# Do Outliers Really Lie?

December 1, 2009

No Comments

During presentations concerning averages and standard deviations in my short course, inevitably someone asks about outliers. Eventually I added a section about how to use the Grubbs Test to discern if a point separated from the body of data could be discarded. (1) But just what are outliers? Workers will judge a set of data and arbitrarily throw a point away that “doesn’t look right.” A dictionary definition is “a statistical observation that is markedly different in value from the others of the sample.” In sample data from a population, the outlier may be a datum that is higher or lower than the other data; or, several outliers could be higher and/or lower than the body of data.

## Why do Outliers Occur?

Sometimes outliers occur because of human error. For example, a measurement is written into a notebook as 800 instead of the correct 80.0. Most times when an outlier is present, the researcher completes the experiment and records the data properly, but when the data is examined one or more data points just don’t seem to fit with the rest of the data.William Kruskal wrote a short essay on wild observations, or, in our terms, outliers.(2) Kruskal remarked that if an outlier is identified, it must not be thrown away in a cavalier fashion. The outlier must be reported with the rest of the data and then be excluded from the overall analysis with a sound reason presented. One reason for exclusion is that the researcher knows for certain that the experimental run had a flaw in it. The flaw might be discerned before the experiment is over, e.g., a resin overheats, or after, e.g., the notebook might document that the wrong procedure was used. Sometimes the outlier can’t be explained. The usual practice is to exclude the outlier on the basis of some statistical test. If the suspect data point is excluded, the exclusion should be done reluctantly and the analysis of the remaining data should be done with great caution. In any case, to repeat, all of the data should be reported, the outlier should be identified and a reason be given as to why the outlier was excluded.
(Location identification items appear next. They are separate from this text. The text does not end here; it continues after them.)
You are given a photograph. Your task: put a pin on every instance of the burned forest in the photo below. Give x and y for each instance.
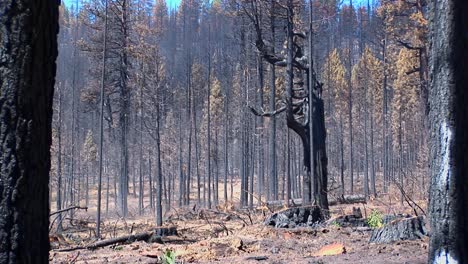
(233, 131)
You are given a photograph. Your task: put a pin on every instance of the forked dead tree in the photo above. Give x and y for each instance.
(301, 85)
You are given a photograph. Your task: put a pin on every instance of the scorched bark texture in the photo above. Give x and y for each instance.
(28, 49)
## How to Detect Outliers?

Use of a graphical method such as dot diagram or histogram is a good way to identify a possible outlier (see Figure 1, the histogram of the data in Table 1).When the sample size is small, e.g., three samples giving readings of 3, 4 and 12, the researcher may decide out-of-hand to discard the 12 because it is not close to the other two, which match pretty well. But this is dangerous, because the range of results might only be due to normal experimental variation. The researcher should run more replicates.

For regressions, a plot of the data may show an outlier (Figure 2). Diagnostic statistics can give a hint whether the suspected outlier should be ignored when the data is analyzed. The plot shows that point 16 is suspect and should be closely examined. We’ll discuss regressions in a future article.

## Statistical Testing for Outliers in a Population

After a decision has been made that an observation is a possible outlier and no rational explanation exists why the observation should be excluded, the researcher, with trepidation, can turn to one or more statistical tests. Some are simple; some are not. A short list of these will now be discussed. Other tests exist, but these give a range of methods.**Plus/Minus Standard Deviations**

A simple test is to determine how far the outlier is away from the average in terms of standard deviations. The Bienaymé-Chebyshev inequality (3) says that the probability of a point being within k standard deviations (s) of the mean is 1/k2. So, for example, the decision to discard an observation that is + 4s is not bad, since an outlier which is > 4s distant from the mean occurs less than 1 time in 16. This test works best with a sample size of at least ten, and the greater the number of points the better.

## Example 1

The data set of Table 1 has an average of 8.2 and standard deviation of 3.6. If a data point that is 4s greater than the average, the exclusion limit would be 8.2 + (4 * 3.6) = 22.6. Since the suspected outlier has a value of 21, the suspected outlier cannot be discarded using this test. If a 3s test was used, the exclusion limit would be 8.2 + (3 * 3.6) = 19.0, and the suspected outlier could be discarded. The danger is that the researcher would be wrong to discard the point 1 time in 9, not very good odds.**The Grubbs Test**

The Grubbs Test (4) formalizes the standard deviation test and compares the calculated result, Q, to a set of statistics by using the following equation:

| average minus possible outlier |

Q = ---------------- (1)

Standard Deviation of Data Set

The absolute value of the difference between the sample average and the suspected outlier is used since the outlier could be smaller or larger than the data set average. Dividing this difference by the standard deviation gives Q. The calculated Q is compared to the Q statistic in Table 2 using the number of observations in the total data set and the appropriate column of probability.

## Example 2

The data set of Table 1 has an average of 8.2 and standard deviation of 3.6. Run number 14 with a result of 21 looks to be an outlier. The information is substituted into the Grubbs equation and the Q statistic is calculated.| 8.2 – 21 | 12.8

Q = ------- = ------- = 3.6

3.6 3.6

A comparison of the calculated Q value to the Q value in the table with n = 22 shows that the suspected outlier could be excluded with > 98% confidence (a < 0.02), which means the decision to exclude the data point would be wrong less than 2 times out of 100. Using the Grubbs test the outlier is removed and the average would be recalculated and reported as 7.6. The standard deviation would now be 2.3. Remember, all 22 data points should be reported and the rational given for discarding the suspect observation.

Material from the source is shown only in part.